But the West Midlands Police and Crime Commissioner (PCC) David Jamieson said he believes the real figure could be even higher, urging victims not to hesitate in contacting police.
Speaking at the PCC’s strategic policing and crime board on May 19, Maureen Connolly, chief executive of Birmingham and Solihull Women’s Aid (BSWA), said the number of women killed every week nationally by domestic abuse has risen from two to three since lockdown began, with 24 domestic abuse-related homicides in the first seven weeks.

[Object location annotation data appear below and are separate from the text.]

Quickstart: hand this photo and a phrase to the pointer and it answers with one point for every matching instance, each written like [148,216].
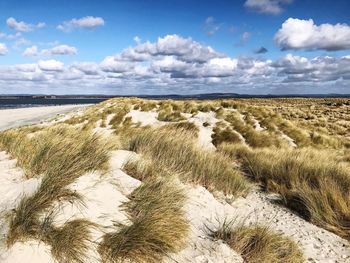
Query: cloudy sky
[174,46]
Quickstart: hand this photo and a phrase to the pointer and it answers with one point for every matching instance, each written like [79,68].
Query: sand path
[11,118]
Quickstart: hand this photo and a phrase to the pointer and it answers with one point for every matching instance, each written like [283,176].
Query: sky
[123,47]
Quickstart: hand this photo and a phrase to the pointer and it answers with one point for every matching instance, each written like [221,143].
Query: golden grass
[60,155]
[176,150]
[259,244]
[256,139]
[157,225]
[224,135]
[70,242]
[312,182]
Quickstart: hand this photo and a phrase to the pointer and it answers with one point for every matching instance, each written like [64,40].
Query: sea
[10,103]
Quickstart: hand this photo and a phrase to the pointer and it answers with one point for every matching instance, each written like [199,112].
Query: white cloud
[88,22]
[31,52]
[244,38]
[51,65]
[61,50]
[183,48]
[273,7]
[10,36]
[171,65]
[22,26]
[3,49]
[211,27]
[137,39]
[304,34]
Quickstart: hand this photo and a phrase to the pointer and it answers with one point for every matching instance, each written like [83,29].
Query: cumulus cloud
[305,34]
[171,64]
[184,49]
[88,22]
[21,26]
[244,38]
[271,7]
[261,50]
[51,65]
[211,27]
[31,52]
[10,36]
[61,50]
[3,49]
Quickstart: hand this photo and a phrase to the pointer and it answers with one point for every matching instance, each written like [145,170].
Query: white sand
[144,117]
[11,118]
[204,135]
[104,193]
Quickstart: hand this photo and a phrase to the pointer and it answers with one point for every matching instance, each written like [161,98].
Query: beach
[11,118]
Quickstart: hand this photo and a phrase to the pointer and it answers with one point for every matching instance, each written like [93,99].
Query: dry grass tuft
[158,225]
[69,243]
[224,135]
[259,244]
[176,150]
[312,182]
[60,155]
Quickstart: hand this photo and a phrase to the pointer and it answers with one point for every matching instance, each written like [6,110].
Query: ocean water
[31,102]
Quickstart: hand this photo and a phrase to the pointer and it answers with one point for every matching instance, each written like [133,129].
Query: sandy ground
[104,193]
[11,118]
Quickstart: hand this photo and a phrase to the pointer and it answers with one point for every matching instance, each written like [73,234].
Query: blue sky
[41,57]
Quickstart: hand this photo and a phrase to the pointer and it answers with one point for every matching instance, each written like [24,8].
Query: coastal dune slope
[131,180]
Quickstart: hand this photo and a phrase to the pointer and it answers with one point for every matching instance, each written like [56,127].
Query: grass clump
[157,224]
[259,244]
[170,116]
[70,242]
[224,135]
[176,149]
[60,155]
[312,182]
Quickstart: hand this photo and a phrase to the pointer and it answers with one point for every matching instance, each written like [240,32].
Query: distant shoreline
[201,96]
[17,117]
[29,102]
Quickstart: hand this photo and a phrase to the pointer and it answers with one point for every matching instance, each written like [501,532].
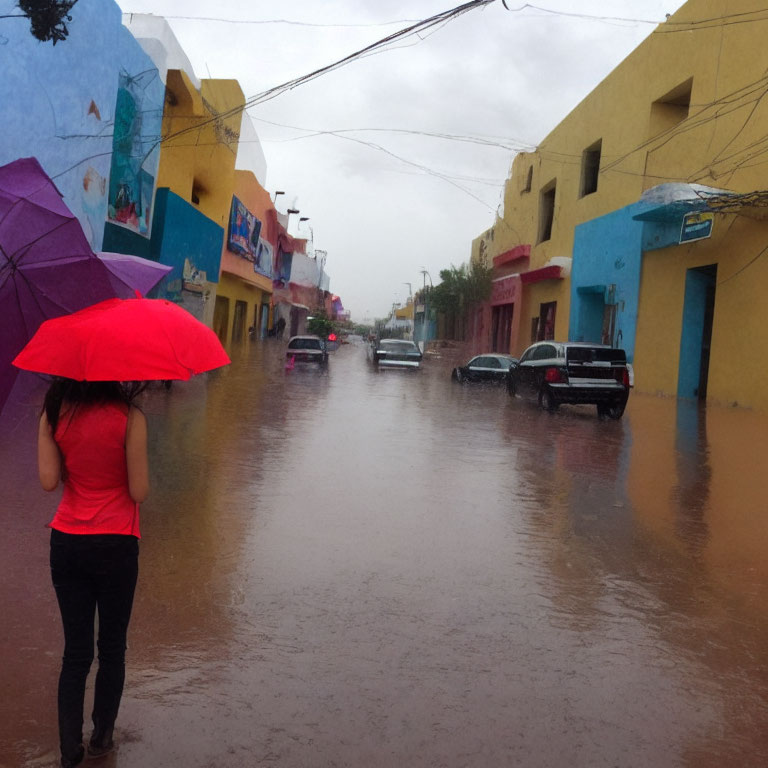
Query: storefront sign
[696,226]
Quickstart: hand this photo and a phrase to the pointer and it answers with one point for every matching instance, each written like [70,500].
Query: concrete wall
[647,141]
[607,260]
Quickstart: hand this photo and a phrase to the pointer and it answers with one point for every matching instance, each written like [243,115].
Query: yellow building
[600,233]
[201,130]
[244,292]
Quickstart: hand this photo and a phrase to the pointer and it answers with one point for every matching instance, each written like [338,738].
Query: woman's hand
[48,456]
[136,455]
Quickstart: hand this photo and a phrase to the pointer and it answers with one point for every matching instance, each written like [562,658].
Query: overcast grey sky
[507,77]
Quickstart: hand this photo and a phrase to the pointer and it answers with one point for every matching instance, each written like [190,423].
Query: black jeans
[89,572]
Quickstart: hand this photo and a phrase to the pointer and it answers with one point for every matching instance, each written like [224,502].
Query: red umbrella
[124,340]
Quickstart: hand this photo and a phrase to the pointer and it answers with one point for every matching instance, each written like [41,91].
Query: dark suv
[555,372]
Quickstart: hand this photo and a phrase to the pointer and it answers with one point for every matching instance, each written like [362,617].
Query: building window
[546,211]
[590,168]
[197,191]
[671,109]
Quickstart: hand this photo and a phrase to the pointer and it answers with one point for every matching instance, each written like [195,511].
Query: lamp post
[425,321]
[311,232]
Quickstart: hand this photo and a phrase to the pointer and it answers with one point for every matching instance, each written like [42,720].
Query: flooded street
[360,568]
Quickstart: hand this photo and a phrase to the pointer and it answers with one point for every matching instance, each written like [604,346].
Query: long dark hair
[85,393]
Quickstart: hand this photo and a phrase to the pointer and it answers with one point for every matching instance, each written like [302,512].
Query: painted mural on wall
[264,258]
[135,152]
[244,231]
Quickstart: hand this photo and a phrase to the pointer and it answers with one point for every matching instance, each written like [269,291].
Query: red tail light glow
[554,376]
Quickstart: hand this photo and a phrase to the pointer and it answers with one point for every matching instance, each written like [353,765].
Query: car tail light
[622,375]
[554,376]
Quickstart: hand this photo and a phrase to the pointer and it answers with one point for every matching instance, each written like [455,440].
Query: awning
[514,254]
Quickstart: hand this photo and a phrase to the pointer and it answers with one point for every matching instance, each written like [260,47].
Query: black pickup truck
[552,373]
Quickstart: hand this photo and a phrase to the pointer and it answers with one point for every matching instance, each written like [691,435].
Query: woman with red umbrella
[94,438]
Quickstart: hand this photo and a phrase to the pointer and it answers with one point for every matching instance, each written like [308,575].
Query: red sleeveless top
[96,498]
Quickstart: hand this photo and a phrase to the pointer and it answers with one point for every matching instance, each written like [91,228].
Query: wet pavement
[352,568]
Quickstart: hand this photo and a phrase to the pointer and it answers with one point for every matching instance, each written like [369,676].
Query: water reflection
[691,494]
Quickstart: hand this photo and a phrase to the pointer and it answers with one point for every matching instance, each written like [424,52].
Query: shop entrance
[501,328]
[696,337]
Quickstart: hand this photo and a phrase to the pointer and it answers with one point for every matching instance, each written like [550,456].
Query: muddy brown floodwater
[352,568]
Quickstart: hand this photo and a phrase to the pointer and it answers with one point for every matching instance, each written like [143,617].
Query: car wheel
[611,410]
[547,400]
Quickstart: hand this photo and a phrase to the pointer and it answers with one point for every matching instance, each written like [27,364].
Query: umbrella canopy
[124,340]
[139,274]
[47,267]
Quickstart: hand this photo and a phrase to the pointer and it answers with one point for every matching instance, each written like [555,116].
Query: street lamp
[425,320]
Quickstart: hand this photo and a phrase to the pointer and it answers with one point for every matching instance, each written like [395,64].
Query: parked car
[307,349]
[488,367]
[397,353]
[572,372]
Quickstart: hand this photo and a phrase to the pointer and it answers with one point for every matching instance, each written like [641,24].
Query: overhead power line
[413,30]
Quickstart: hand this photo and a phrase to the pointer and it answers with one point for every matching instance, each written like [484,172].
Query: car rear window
[595,355]
[398,346]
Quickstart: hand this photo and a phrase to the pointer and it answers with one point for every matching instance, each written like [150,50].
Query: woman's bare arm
[136,455]
[48,456]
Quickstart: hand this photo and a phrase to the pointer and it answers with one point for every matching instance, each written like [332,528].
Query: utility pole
[425,321]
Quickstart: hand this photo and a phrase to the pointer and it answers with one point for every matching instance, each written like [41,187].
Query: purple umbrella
[47,267]
[138,274]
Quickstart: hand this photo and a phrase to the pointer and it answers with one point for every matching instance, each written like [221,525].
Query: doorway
[501,328]
[238,323]
[696,336]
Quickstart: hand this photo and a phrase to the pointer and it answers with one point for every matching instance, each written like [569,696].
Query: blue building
[90,110]
[607,266]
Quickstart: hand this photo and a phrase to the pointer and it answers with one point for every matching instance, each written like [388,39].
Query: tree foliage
[320,324]
[461,287]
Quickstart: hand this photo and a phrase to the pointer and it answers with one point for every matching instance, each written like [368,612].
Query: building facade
[639,219]
[90,110]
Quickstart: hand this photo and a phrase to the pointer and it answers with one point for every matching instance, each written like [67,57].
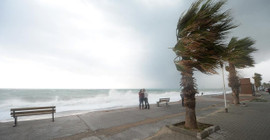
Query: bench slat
[33,113]
[29,112]
[31,108]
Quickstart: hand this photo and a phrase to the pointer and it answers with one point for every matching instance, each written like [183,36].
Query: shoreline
[82,112]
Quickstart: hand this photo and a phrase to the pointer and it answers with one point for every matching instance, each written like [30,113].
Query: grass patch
[201,126]
[258,100]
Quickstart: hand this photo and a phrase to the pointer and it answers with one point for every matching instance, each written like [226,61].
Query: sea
[78,101]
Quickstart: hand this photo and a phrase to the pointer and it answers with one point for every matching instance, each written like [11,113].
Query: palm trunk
[234,83]
[187,82]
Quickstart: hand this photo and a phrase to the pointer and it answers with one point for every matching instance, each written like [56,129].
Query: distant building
[246,87]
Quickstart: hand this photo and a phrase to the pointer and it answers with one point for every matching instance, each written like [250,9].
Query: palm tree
[238,55]
[200,32]
[257,80]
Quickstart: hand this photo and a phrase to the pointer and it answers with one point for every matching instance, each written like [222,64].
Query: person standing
[141,98]
[182,98]
[147,106]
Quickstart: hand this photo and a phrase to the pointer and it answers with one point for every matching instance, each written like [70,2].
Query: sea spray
[72,101]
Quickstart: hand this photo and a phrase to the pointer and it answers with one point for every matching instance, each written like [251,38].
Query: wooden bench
[161,100]
[18,112]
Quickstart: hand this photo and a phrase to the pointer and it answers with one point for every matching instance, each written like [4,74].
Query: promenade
[242,122]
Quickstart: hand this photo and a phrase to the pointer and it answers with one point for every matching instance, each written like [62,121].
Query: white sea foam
[70,102]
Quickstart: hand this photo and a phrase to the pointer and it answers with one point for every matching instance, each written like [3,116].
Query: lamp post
[224,91]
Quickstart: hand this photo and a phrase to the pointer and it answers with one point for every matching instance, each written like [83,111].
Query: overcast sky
[110,43]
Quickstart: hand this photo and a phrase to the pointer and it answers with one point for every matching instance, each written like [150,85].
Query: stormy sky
[110,43]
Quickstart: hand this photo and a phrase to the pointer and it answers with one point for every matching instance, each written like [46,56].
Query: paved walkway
[126,124]
[250,122]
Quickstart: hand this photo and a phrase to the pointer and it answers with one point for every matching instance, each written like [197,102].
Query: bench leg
[15,121]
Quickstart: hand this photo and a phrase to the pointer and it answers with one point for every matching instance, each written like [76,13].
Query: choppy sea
[72,101]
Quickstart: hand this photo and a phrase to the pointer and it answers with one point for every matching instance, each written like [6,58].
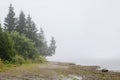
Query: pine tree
[42,43]
[52,47]
[31,30]
[10,20]
[21,24]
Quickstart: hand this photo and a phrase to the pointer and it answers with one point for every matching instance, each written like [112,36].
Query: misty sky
[83,29]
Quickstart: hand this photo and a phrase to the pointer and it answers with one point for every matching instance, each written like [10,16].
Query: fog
[86,31]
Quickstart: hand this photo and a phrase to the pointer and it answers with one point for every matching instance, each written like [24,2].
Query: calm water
[113,65]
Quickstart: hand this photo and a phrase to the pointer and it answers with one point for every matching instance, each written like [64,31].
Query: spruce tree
[52,47]
[31,30]
[42,43]
[10,20]
[21,23]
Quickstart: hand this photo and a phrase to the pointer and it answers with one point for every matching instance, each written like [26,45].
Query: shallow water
[113,65]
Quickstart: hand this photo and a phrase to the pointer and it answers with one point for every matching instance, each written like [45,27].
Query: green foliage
[20,40]
[42,43]
[52,47]
[31,32]
[21,24]
[40,59]
[10,20]
[6,46]
[18,59]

She also revealed of the 4,108 reports of domestic abuse between March 23 and April 26, 58 per cent of victims refused to help police with their investigation, suggesting coercive control could be a factor.
“One of the things I wanted to say is that Covid does not cause domestic abuse, in case anybody thinks that – what we’ve done is we’ve been able to shine a light onto the reality for a lot of women and children living with abuse,” she said.
“And some of the things that are really key that we’ve identified in this period is a real lack of accommodation – whether that’s for permanent housing or refuge spaces – but also awareness and understanding around secure pathways, hardships, whether that’s welfare reform, food and fuel poverty, and that there’s been a real increase in domestic abuse related to homicides.
“And what’s on the record so far demonstrates that there’s at least three women a week that have been killed, rather than the average of two a week before the pandemic. And we believe it’s even higher.
“At the start of the lockdown it was really difficult for women to call at all, numbers went down across the country – although I know there was reporting nationally of high levels, that was not being mirrored in the local groups.
“And in some cases it dipped to a very low number, which was extremely concerning.
“But we’re waiting for the surge and we anticipate a surge at the end of this process. We know that there was evidence of abuse in half of the cases where women have died, that there was previous abuse.
“And we know that the Domestic Homicide Review learnings and the femicide centres have recognised that coercive control is still a challenge for professionals to actually identify, and I recognise that challenge, but it’s actually something that we need to be thinking about in the future.
“We see also that 58 per cent of victims refused to help a police investigation, and I think that is part of the coercive control issue – that women do not feel able to do that many times.
“Some women may choose not to, because they don’t want to do anything about it at this time, but nevertheless I think coercive control comes in strongly at that point.”
Police say they remain in daily contact with domestic abuse providers such as BSWA, with fortnightly meetings held with all providers across the region.
The PCC has also been involved with #noexcuseforabuse campaign, which he says is one of the reasons for the recent rise in reporting of domestic abuse.
And he also revealed that he has bid for £4.4 million of funding for domestic abuse services, which he is hoping will be granted by the Ministry of Justice.
“Partly as a result of #noexcuseforabuse campaign that I have led with local services we have seen an increase in reporting of domestic abuse after a period of decline,” he said.
“This is an area of crime that is still underreported. We had early concerns that lockdown was discouraging people from reporting the abuse they faced.
“I want to reassure victims that West Midlands Police prioritise domestic abuse and there are support services in place to help victims cope and recover.
“To help services adapt to the challenges of Covid-19, including those supporting domestic abuse victims in the West Midlands, I have bid for £4.4 million funding from the Ministry of Justice.
“The services that help victims cope and recover are absolutely essential and I am hopeful that my bid for funding on their behalf will be successful.”